For every "travel" and competitive sports team in a typical American town, there are 2 or 3 "rec" league teams. It is not shameful, as Ms. Churnin seems to think, to be on a rec team. In fact, for most kids, it is the absolutely appropriate level to keep them interested in fitness and having fun. I know plenty of kids who didn't make the limited rosters of 15-20 players at high schools with an overall student population in the thousands who don't feel that they are "losers" and continue to play rec league sports, love the fact that they do, and stay in shape at the same time; at very little or no cost. Many of these rec (as well as some competitive) leagues offer scholarships to families in need, so the cost issue doesn't hold water with me either.
i think parents and families in general need to stop blaming others for something that should begin at home: health and fitness. it's been demonstrated time and time again that healthy, active parents equal healthy, active kids. Period. How many of those parents complaining that their kids are overweight, eat junk food and prefer video games to physical activity actually model the active, healthy lifestyle they want for and expect from their kids?

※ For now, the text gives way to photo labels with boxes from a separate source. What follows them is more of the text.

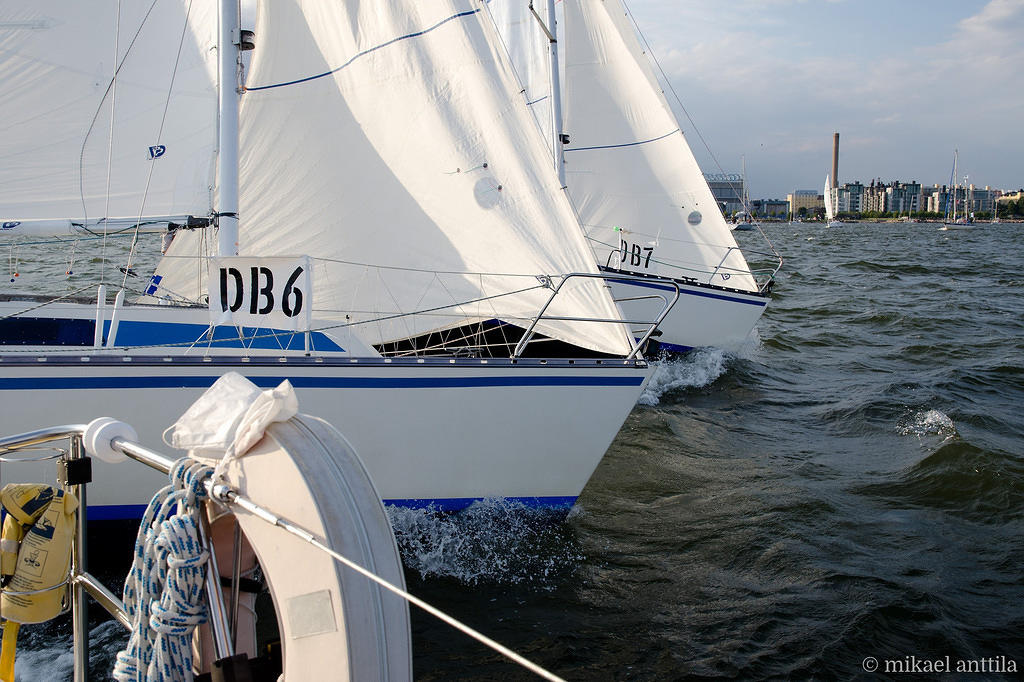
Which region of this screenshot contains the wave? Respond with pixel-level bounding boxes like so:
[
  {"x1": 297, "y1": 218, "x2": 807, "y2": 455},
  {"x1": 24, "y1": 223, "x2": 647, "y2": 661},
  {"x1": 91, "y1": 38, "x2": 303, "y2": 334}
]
[
  {"x1": 637, "y1": 348, "x2": 729, "y2": 407},
  {"x1": 14, "y1": 618, "x2": 128, "y2": 682},
  {"x1": 386, "y1": 499, "x2": 585, "y2": 589},
  {"x1": 896, "y1": 410, "x2": 956, "y2": 439},
  {"x1": 858, "y1": 440, "x2": 1024, "y2": 524}
]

As parents, we choose what we feed our children. We choose whether they eat junk food or whether they eat a healthy, balanced meal. We choose what limits we put on their screen time. We choose what physical activity they get every day, during the school week AND on weekends.
Health and fitness are not the schools' responsibity. It is ours, as parents. And it is within everyone's reach - no matter what socio-economic group. Stop looking to organized sports to provide your child's and your family's fitness. Start hiking on the weekends rather than stitting around watching TV. Go for a family bike ride. Whatever you do, get off that couch and move! Schools and high school sports are not responsible for the Type II diabetes epidemic; we, as parents, are.